Qualifying accounts receivable of BAX Global’s U.S. operations are sold on a monthly basis, without recourse, to BAX Funding Corporation (“BAX Funding”), a wholly owned, consolidated special-purpose subsidiary of BAX Global. BAX Funding then sells an undivided interest in the entire pool of accounts receivable to a bank-sponsored conduit entity. The conduit issues commercial paper to finance the purchase of its interest in the receivables. Under the program, BAX Funding may sell up to a $90.0 million interest in the receivables pool to the conduit. During the term of the agreement, the conduit’s interest in daily collections of accounts receivable is reinvested in newly originated receivables.

At the end of the five-year term, or in the event certain circumstances cause an early termination of the program, the daily reinvestment will be discontinued and collections will be used to pay down the conduit’s interest in the receivables pool. Early termination of the program may occur if certain ratios, including ratios of delinquent and defaulted accounts, are exceeded. Early termination may also be triggered if other events occur as described in the agreement, including the acceleration of debt repayments of the Company’s $350 million U.S. revolving bank credit facility.

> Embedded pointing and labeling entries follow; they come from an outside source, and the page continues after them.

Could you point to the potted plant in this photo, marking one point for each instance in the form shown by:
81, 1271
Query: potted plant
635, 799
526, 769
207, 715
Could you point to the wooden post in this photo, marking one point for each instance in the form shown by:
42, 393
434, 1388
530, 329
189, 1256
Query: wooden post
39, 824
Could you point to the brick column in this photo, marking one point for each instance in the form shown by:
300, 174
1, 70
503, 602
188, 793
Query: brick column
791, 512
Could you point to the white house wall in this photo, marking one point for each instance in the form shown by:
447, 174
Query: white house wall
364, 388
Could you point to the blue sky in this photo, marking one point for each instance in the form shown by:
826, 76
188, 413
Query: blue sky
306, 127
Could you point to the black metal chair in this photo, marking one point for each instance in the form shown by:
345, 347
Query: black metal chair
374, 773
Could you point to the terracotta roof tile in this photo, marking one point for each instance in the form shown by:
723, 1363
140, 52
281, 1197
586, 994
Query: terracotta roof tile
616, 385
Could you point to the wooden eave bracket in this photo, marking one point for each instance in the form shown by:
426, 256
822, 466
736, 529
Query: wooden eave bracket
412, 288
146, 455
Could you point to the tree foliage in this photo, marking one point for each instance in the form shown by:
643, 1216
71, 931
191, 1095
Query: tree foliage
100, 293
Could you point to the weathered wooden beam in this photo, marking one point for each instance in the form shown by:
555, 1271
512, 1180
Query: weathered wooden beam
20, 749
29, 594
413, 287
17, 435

The conduit has a priority collection interest in the entire pool of receivables and, as a result, BAX Funding has retained credit risk in excess of its retained interest. BAX Funding sells its receivables to the conduit at a discount. The amount of the discount is based on the conduit’s borrowing cost plus incremental fees. BAX Global is the designated servicer of the receivables pool and is responsible for collections, reinvestment, and periodic reporting to the conduit. The Brink’s Company has guaranteed the performance of BAX Global with respect to the agreement.

    December 31,
(In millions)   2003   2002
Accounts receivable purchased by BAX Funding:        
Total pool $ 93.0   93.3
Revolving interest sold to conduit   (77.0)   (72.0)
Amount included in accounts receivable $ 16.0   21.3

Due to the short-term nature of the Company’s retained interest in accounts receivable, fair value approximates carrying value, net of an appropriate allowance. The Company has not recorded a servicing asset or liability because the average servicing period for accounts receivable approximates one month.